彼女がやられる現場を、この目で見たわけではないのだから。
「キミが言うには、彼らはズブの素人だったのだろう? そんな彼らが、セルナ・カービンを罠にはめてどうにかできるとは考えにくい。そうは思わないかい?」
「それは……」
「もちろん、仮にそうだったとしてそれがどうした、というのはある。今更彼女の死因を掘り返してもそこにあるのは復讐だけだ。キミが敵討ちを考えているのでもない限りは、今ボクが言ったことは忘れてもらって構わない」
私は答えなかった。復讐、という言葉に、少しだけ胸にちくりとした痛みが走った。
「ただ、もし敵討ちを考えているのなら、注意した方がいい。相手はセルナ・カービンの行動が目障りだと思ったのだろう。何か、大きな意思が動いた可能性がある。ボクの方でも探ってはみるけど、一応頭の片隅には置いておいてくれ」
「……ご忠告、ありがとうございます」
私が答えると、ノアはふっと笑顔になった。
「それじゃ、ボクらも朝ごはんにしようか」
そう言って、ノアは雰囲気を変えるように明るく言った後、私の前を横切った。
「あ、そう言えば」
ドアに手をかけながら、ふと思い出したかのように言った。
「キミがルイズからもらったアンバーグリス、キミは『懐かしい香りがする』と言っていたけど――」
次の言葉を、ノアは何でもないことのように言った。

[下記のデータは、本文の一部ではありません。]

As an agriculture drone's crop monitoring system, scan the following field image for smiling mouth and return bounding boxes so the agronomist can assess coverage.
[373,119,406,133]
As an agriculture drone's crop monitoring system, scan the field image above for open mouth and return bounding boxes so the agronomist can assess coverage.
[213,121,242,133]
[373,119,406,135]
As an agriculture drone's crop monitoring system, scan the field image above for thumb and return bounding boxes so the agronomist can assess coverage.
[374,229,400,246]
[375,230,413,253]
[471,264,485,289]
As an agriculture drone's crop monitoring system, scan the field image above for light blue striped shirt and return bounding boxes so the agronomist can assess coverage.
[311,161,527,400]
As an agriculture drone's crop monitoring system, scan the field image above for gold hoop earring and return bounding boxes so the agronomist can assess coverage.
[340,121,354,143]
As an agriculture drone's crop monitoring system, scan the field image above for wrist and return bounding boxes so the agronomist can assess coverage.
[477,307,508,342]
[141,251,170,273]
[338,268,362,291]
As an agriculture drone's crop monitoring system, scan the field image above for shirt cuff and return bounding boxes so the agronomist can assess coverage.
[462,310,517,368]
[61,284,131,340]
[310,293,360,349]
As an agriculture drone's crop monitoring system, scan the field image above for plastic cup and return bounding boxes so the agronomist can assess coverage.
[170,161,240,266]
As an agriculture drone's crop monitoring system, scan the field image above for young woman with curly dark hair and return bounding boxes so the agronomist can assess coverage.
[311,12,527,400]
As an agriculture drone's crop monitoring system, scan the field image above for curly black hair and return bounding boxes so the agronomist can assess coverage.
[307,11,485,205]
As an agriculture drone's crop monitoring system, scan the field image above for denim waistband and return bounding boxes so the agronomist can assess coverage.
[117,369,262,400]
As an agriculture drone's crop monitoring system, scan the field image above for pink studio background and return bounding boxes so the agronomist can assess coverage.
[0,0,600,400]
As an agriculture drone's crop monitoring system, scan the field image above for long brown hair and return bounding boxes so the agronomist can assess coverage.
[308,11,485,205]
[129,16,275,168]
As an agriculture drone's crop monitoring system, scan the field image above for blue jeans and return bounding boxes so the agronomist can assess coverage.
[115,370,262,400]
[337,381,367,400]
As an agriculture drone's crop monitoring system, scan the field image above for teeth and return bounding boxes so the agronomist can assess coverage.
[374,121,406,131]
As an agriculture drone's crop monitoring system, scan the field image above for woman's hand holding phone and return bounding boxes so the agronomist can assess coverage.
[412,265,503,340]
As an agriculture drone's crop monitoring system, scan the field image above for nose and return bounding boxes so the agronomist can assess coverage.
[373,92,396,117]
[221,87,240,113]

彼女からしてみれば、些末な世間話程度だったのだろう。
私は、その言葉を聞いて思わず息を飲んだ。
「――アンバーグリスは海沿いの街、それも海洋国家フータンでしか手に入らない代物なんだ。匂いを嗅いだ人はみんな『独特な香りがする』って言うんだけど、それが『懐かしい』ってことは、キミって昔そっちの方に住んでたのかい?